For the most part, this is pretty good. There are some thoughtful things here, and the story was well-told. But Piercy has to stop writing these staggeringly naive characters into her science fiction. They bug the hell out of me. In Woman on the Edge of Time, I excused it because Connie wasn't a science fiction reader, and had been plunged into an entirely new society. So if she had weird and dumb assumptions, you could kind of understand.

Shira has no such excuse. She grew up in this world, went through the corporate hierarchy, knows how things work. So, after the computer systems of her village were attacked by the corporation she'd just left, nearly killing her grandmother, after knowing that the corporation would be very interested in this cyborg technology that Yod contains, knowing everything about this, to then respond to a corporate request for a meeting with her with "Maybe they have no ulterior motive! Maybe it's utterly unconnected to everything THAT JUST HAPPENED 24 HOURS AGO! Maybe they're just going to give me my son back, and presumably milk and cookies!" is mind-numblingly stupid.

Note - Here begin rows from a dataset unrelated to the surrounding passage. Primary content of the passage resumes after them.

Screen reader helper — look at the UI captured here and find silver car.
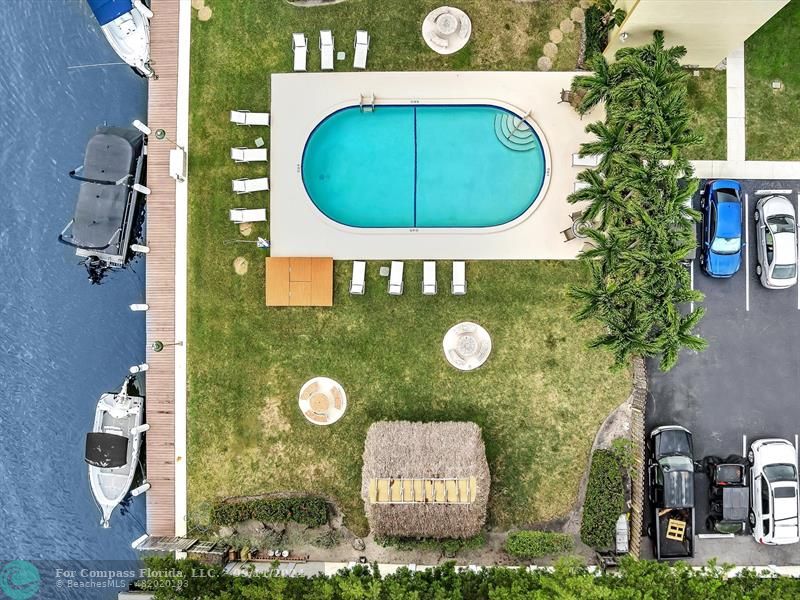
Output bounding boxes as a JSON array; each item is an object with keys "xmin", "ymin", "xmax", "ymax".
[{"xmin": 753, "ymin": 196, "xmax": 797, "ymax": 289}]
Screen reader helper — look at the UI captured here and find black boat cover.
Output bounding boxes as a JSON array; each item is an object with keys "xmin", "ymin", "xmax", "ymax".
[
  {"xmin": 72, "ymin": 127, "xmax": 144, "ymax": 254},
  {"xmin": 86, "ymin": 432, "xmax": 128, "ymax": 469}
]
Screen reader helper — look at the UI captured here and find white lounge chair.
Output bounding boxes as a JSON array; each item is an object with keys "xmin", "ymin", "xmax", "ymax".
[
  {"xmin": 231, "ymin": 148, "xmax": 267, "ymax": 162},
  {"xmin": 350, "ymin": 260, "xmax": 367, "ymax": 296},
  {"xmin": 451, "ymin": 260, "xmax": 467, "ymax": 296},
  {"xmin": 389, "ymin": 260, "xmax": 403, "ymax": 296},
  {"xmin": 319, "ymin": 29, "xmax": 333, "ymax": 71},
  {"xmin": 233, "ymin": 177, "xmax": 269, "ymax": 194},
  {"xmin": 231, "ymin": 110, "xmax": 269, "ymax": 125},
  {"xmin": 572, "ymin": 154, "xmax": 603, "ymax": 167},
  {"xmin": 353, "ymin": 29, "xmax": 369, "ymax": 69},
  {"xmin": 422, "ymin": 260, "xmax": 436, "ymax": 296},
  {"xmin": 229, "ymin": 208, "xmax": 267, "ymax": 225},
  {"xmin": 292, "ymin": 33, "xmax": 308, "ymax": 71}
]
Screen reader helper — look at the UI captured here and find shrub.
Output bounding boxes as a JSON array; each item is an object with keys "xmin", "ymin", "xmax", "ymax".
[
  {"xmin": 506, "ymin": 531, "xmax": 575, "ymax": 558},
  {"xmin": 211, "ymin": 496, "xmax": 328, "ymax": 527},
  {"xmin": 581, "ymin": 450, "xmax": 625, "ymax": 550}
]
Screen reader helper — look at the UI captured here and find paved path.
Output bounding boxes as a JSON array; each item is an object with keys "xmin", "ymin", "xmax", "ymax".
[{"xmin": 725, "ymin": 44, "xmax": 745, "ymax": 161}]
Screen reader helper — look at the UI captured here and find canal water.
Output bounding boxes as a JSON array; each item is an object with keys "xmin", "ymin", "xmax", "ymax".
[{"xmin": 0, "ymin": 0, "xmax": 147, "ymax": 600}]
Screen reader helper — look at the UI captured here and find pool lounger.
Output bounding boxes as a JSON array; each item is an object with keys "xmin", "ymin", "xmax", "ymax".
[
  {"xmin": 389, "ymin": 260, "xmax": 403, "ymax": 296},
  {"xmin": 350, "ymin": 260, "xmax": 367, "ymax": 296},
  {"xmin": 353, "ymin": 29, "xmax": 369, "ymax": 69},
  {"xmin": 232, "ymin": 177, "xmax": 269, "ymax": 194},
  {"xmin": 452, "ymin": 260, "xmax": 467, "ymax": 296},
  {"xmin": 572, "ymin": 154, "xmax": 603, "ymax": 167},
  {"xmin": 422, "ymin": 260, "xmax": 436, "ymax": 296},
  {"xmin": 229, "ymin": 208, "xmax": 267, "ymax": 225},
  {"xmin": 319, "ymin": 29, "xmax": 333, "ymax": 71},
  {"xmin": 231, "ymin": 147, "xmax": 267, "ymax": 162},
  {"xmin": 231, "ymin": 110, "xmax": 269, "ymax": 125},
  {"xmin": 292, "ymin": 33, "xmax": 308, "ymax": 71}
]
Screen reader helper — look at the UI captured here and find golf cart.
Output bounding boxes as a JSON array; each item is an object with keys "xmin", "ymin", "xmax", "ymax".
[{"xmin": 703, "ymin": 455, "xmax": 750, "ymax": 534}]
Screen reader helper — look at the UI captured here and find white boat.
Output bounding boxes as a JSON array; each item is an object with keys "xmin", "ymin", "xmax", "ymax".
[
  {"xmin": 87, "ymin": 0, "xmax": 155, "ymax": 77},
  {"xmin": 86, "ymin": 377, "xmax": 150, "ymax": 527}
]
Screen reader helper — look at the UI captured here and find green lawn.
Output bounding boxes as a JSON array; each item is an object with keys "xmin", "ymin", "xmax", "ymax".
[
  {"xmin": 687, "ymin": 69, "xmax": 727, "ymax": 160},
  {"xmin": 188, "ymin": 0, "xmax": 630, "ymax": 533},
  {"xmin": 745, "ymin": 0, "xmax": 800, "ymax": 160}
]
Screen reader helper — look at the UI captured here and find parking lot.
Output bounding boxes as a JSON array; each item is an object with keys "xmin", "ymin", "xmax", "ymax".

I hate it when characters are written as theoretically smart, but then do incredibly dumb things just to advance the plot. It's lazy plotting, and infuriating.

This is frustrating, because there was little else I didn't like about the book. I just hated it when the author decided to rely on character idiocy instead of clever plotting or writing. Shira could have been a bit naive. That would be fine. But no one is that naive. Certainly no one who has been through what she's been through.

I'm also a little ambivalent about the ending. It becomes apparent through the book that much of this is about parenting and wanting to control your children, what they do, who they become. Yod suffers most from this, because Ari, his creator, literally thinks he owns Yod, his time, the products of his labour, not to mention what he thinks. And that he should have the power to destroy Yod if he deems necessary, something he actually laments not being able to do to the son he begot in the usual ways. Makva is a better parent to her granddaughter, as she doesn't try to control Shira or who she is.

Huge Spoilers Dead Ahead

So at the end, Shira's choice doesn't sit well. She decides not to create another cyborg because she will want to control him into becoming her perfect lover and husband. She can't envision making a cyborg in circumstances in which she wouldn't try to control him the same way Ari did Yod. Which, if you extend it to the parenting metaphor that the book is heavy with, is sort of a cynical thing to say about having children, and isn't borne out in how actual children are raised. If you have accepted that a cyborg like Yod has consciousness, why not create and let him find his own path? What is it about machinery that makes that inconceivable? That part of it is insufficiently explored, and so, her final conclusion seems as short-sighted as everything else she does in the book.

So, in summation, there were things I really liked about this book, although one of the main characters annoyed the hell out of me when she suddenly decided not to know anything about anything. Repeatedly. But it's not cyberpunk.